Over the years, prisoners produced license plates, picnic tables, clothing, socks, and windows which were installed in many of the houses in Guelph. They also produced enough baked goods to supply all of the psychiatric institutions in Ontario. The work model of the Reformatory was so successful, it turned a profit of $10,000 to $75,000 per annum.

After the first world war, the reformatory served as the Speedwell Convalescence Hospital for wounded soldiers, housing over 900 veterans in 1919, some in a special tuberculosis ward.

Ontario Reformatory re-opened in 1921. By 1947, it housed the largest prison population in Canada, with 1000 inmates. In 1952, a massive riot broke out, involving 600 prisoners.

Frequent complaints from guards about the frigid temperatures in the cell blocks led to much of the exterior limestone walls being bricked over in the 1960s. In the 1970s, the quarry was closed and the farming was discontinued as the government no longer felt it was important to teach farming skills.




In 1972, the Ontario Reformatory became the Guelph Correctional Centre.

In 2002 with 450 prisoners remaining, the Guelph Correctional Centre was shut down, suffering the same fate as other Provincial Correctional Centres such as Millbrook and Rideau, whose inmates were transferred to newly constructed super jails. Unlike the decay and destruction that befell Millbrook and Rideau, the old Reformatory has been preserved, and as many as 20 of the buildings are to be given heritage status. The lights and heat are still on in the main building and a lone guard sits in the ground floor of the central guard tower watching the live feed cameras of the perimeter fencing and building exteriors. Another guard rides a bike around the property. 24/7. The main building is still used regularly for training correctional officers. The buildings and grounds are so closely monitored that we didn't think we'd ever get a peek inside.

But there we were, taking a tour with no photography permitted. Ninja was feverishly taking notes from the wealth of information being recited by our guide as Tash.0 popped in and out of cells and terapr0 and I did our thing, with tricks up our sleeves.

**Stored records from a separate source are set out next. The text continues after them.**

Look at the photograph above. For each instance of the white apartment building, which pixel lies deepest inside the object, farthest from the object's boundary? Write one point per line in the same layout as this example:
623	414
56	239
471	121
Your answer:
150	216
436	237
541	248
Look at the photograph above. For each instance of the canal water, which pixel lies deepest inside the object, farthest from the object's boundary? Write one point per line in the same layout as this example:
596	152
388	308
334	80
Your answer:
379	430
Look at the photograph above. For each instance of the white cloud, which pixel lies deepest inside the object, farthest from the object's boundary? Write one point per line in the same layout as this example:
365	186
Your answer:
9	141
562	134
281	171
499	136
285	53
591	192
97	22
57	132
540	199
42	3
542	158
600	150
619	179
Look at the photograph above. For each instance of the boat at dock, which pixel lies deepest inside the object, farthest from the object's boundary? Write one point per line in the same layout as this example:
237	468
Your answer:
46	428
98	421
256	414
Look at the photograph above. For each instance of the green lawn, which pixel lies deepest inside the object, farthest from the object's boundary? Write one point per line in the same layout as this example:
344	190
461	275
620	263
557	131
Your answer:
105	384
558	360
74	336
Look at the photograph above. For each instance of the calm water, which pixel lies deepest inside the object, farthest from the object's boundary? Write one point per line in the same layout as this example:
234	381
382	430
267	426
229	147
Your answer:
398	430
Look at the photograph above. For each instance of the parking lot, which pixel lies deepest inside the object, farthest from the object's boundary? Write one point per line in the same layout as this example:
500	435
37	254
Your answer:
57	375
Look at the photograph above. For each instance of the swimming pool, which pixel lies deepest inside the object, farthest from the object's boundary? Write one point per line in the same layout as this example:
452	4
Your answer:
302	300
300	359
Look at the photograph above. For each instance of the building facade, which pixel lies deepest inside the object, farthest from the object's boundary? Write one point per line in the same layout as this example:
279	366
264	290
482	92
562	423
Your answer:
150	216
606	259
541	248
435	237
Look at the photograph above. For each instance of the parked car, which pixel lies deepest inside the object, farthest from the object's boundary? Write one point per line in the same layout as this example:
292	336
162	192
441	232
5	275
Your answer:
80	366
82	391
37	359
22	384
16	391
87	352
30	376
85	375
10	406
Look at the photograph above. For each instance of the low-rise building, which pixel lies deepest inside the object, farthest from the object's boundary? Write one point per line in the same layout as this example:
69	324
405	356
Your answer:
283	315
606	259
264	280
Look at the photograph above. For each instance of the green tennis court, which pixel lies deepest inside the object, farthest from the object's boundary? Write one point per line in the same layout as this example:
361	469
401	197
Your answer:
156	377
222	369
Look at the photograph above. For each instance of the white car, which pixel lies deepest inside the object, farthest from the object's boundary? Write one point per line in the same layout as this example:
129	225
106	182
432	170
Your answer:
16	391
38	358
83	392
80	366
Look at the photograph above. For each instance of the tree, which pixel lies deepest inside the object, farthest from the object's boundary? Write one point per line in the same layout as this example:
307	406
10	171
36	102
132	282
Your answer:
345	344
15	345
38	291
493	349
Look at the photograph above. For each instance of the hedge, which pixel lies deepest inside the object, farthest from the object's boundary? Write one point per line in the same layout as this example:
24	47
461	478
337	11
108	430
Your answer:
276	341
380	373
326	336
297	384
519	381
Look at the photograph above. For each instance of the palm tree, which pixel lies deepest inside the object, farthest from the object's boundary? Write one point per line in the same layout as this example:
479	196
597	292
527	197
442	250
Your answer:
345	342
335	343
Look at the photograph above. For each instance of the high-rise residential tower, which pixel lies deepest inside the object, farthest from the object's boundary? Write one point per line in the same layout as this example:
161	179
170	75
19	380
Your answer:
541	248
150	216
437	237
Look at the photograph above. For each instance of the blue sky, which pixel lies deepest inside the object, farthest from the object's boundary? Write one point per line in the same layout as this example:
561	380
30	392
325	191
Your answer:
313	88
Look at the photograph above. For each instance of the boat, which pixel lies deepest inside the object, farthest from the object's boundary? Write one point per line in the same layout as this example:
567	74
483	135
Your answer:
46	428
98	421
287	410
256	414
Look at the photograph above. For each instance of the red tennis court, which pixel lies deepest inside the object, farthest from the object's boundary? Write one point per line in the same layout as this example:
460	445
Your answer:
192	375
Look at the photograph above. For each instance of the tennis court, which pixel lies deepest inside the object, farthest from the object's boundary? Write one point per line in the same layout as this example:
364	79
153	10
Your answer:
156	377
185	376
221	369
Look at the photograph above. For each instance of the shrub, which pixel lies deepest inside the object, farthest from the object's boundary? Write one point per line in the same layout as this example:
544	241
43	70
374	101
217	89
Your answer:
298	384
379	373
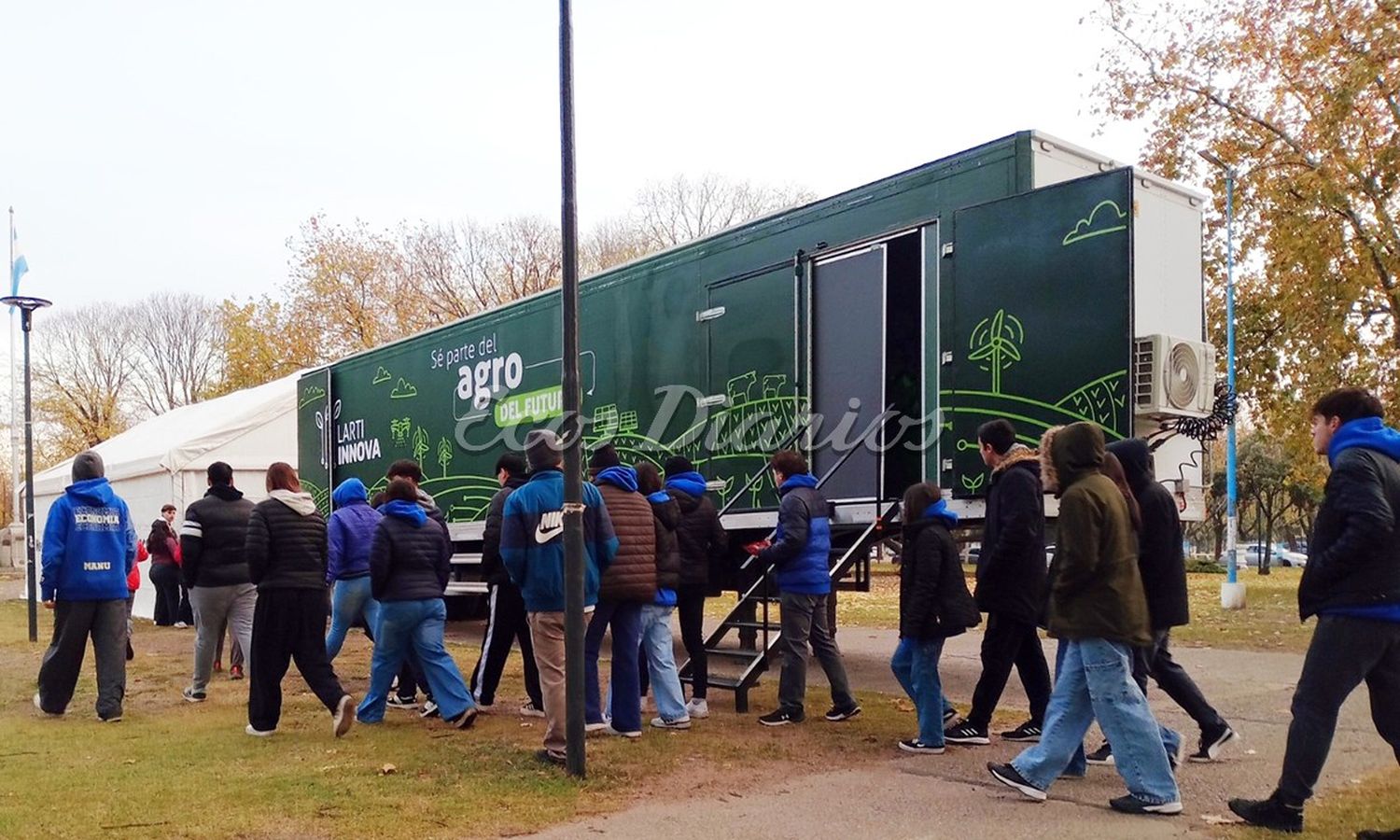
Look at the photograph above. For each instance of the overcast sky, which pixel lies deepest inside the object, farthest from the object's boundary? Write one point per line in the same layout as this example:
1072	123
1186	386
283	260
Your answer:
176	146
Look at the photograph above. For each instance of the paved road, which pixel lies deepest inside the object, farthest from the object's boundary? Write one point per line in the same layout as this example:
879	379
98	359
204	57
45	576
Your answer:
952	795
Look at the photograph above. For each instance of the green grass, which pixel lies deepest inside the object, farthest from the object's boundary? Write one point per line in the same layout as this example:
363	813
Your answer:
178	769
1268	621
1372	803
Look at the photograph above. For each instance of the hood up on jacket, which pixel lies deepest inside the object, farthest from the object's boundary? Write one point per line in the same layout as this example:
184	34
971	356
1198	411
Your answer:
301	503
1368	433
1075	453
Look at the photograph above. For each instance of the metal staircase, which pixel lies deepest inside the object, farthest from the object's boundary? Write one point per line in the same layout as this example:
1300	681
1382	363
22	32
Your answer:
738	650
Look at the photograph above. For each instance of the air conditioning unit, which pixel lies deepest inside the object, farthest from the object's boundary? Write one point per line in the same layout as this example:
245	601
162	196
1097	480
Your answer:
1173	377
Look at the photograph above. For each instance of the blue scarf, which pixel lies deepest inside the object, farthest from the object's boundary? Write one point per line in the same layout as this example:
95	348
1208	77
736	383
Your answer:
940	511
1368	433
405	510
691	483
619	476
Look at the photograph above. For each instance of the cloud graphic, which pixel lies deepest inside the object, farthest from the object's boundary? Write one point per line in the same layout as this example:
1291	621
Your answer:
1106	217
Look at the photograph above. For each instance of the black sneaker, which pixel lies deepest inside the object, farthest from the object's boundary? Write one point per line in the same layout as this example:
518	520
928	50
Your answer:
1028	733
968	735
1100	756
1270	814
1007	775
783	717
1131	804
837	714
1211	744
920	748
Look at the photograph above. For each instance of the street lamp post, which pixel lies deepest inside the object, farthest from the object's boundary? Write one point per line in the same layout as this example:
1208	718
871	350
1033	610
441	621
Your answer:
27	305
1232	591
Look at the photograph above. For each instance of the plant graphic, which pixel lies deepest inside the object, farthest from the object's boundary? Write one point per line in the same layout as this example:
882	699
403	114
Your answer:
996	344
444	454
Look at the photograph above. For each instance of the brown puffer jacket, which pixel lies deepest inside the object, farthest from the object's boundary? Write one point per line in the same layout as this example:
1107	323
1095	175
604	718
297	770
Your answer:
633	571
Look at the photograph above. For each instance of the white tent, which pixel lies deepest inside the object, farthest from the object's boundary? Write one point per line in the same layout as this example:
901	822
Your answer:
162	459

The tour only touched on a small portion of the main building and none of the grounds or workshops. Hopefully the future will bring new opportunities to explore or tour and photograph this complex more thoroughly. But for now, all of these interior images were taken with my iPhone5, most of them without looking, sneakily holding it discreetly at waist level.






































Hopefully we will be recidivists, for if one day another opportunity to explore and photograph the complex more thoroughly arises, we will return to prison yet again.